I'm reading the book "Elements of the representation theory of associative algebras, volume 1". And I can't understand the proof of the proposition 3.11 on page 124 (the place where marked green).
"because $P$ is injective, $u$ factors through $P$". How to get this result?
(There is a misprint in the statement of the proposition. It should say $R=\operatorname{rad} P$.)
You cannot get the result in green because it's false (in general).
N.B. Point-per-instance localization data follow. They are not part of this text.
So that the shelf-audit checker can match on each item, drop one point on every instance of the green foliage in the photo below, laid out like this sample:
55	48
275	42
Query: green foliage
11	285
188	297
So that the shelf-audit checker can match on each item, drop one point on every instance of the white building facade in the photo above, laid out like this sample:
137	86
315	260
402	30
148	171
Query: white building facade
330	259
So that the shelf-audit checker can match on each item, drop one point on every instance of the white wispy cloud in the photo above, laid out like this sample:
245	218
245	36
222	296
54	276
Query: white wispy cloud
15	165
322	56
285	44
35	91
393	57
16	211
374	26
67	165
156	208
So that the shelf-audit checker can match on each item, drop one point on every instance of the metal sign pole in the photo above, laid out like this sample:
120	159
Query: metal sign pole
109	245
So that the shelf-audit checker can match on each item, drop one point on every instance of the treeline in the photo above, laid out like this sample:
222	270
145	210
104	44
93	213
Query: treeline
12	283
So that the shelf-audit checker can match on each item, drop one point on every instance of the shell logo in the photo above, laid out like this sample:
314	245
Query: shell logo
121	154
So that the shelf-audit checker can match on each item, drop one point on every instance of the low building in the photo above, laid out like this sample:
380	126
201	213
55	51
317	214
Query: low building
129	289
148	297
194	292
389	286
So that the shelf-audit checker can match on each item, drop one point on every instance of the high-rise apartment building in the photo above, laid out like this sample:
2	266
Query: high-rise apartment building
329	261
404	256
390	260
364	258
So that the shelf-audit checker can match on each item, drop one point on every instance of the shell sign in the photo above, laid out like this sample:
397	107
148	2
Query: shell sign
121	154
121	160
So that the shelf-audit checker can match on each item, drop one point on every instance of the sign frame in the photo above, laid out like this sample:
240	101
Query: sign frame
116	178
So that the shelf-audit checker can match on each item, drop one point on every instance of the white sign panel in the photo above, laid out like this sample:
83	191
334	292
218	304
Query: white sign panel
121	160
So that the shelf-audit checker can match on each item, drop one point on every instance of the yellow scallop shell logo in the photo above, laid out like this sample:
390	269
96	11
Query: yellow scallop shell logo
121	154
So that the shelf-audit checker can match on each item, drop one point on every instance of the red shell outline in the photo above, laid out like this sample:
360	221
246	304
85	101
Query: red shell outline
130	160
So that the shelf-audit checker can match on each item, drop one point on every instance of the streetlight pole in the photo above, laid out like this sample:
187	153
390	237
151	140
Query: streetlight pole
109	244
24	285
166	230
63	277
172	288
For example if the algebra is $$A=\begin{bmatrix} \mathbb C & \mathbb C & \mathbb C\\ 0 & \mathbb C & \mathbb C\\ 0 & 0 & \mathbb C \end{bmatrix}$$ and $P$ is the unique (up to isomorphism) indecomposable projective-injective module, then the monomorphism $u=\begin{bmatrix} q \\ i \end{bmatrix} \colon R \rightarrow R/S \oplus P$ is a counterexample. In this example there are no non-zero morphisms form $P$ to $R/S$, so $u$ cannot factor through $P$.
The proof of the proposition can be saved by assuming $U$ is indecomposable. The authors want to prove $\begin{bmatrix} q \\ i \end{bmatrix}$ is left almost split. In other words, whenever $u \colon R \to U$ is not a section, one needs to show that $u$ factors through $\begin{bmatrix} q \\ i \end{bmatrix}$. As pointed out above, it suffices to consider the case when $U$ is indecomposable.
If $u \colon R \to U$ is a monomorphism, then, since $P$ is injective, there is a morphism $h \colon U \to P$ such that $i=hu$.
But by Proposition 3.5, since $P$ is indecomposable projective, $i \colon R \to P$ is an irreducible morphism, meaning that in the factorization $i=hu$ either $u$ is a section or $h$ is a retraction. It is assumed $u$ is not a section, so $h$ must be a retraction. Since $U$ is indecomposable, it follows that $h$ is an isomorphism. So $u=h^{-1}i$ and therefore $u$ factors through $P$.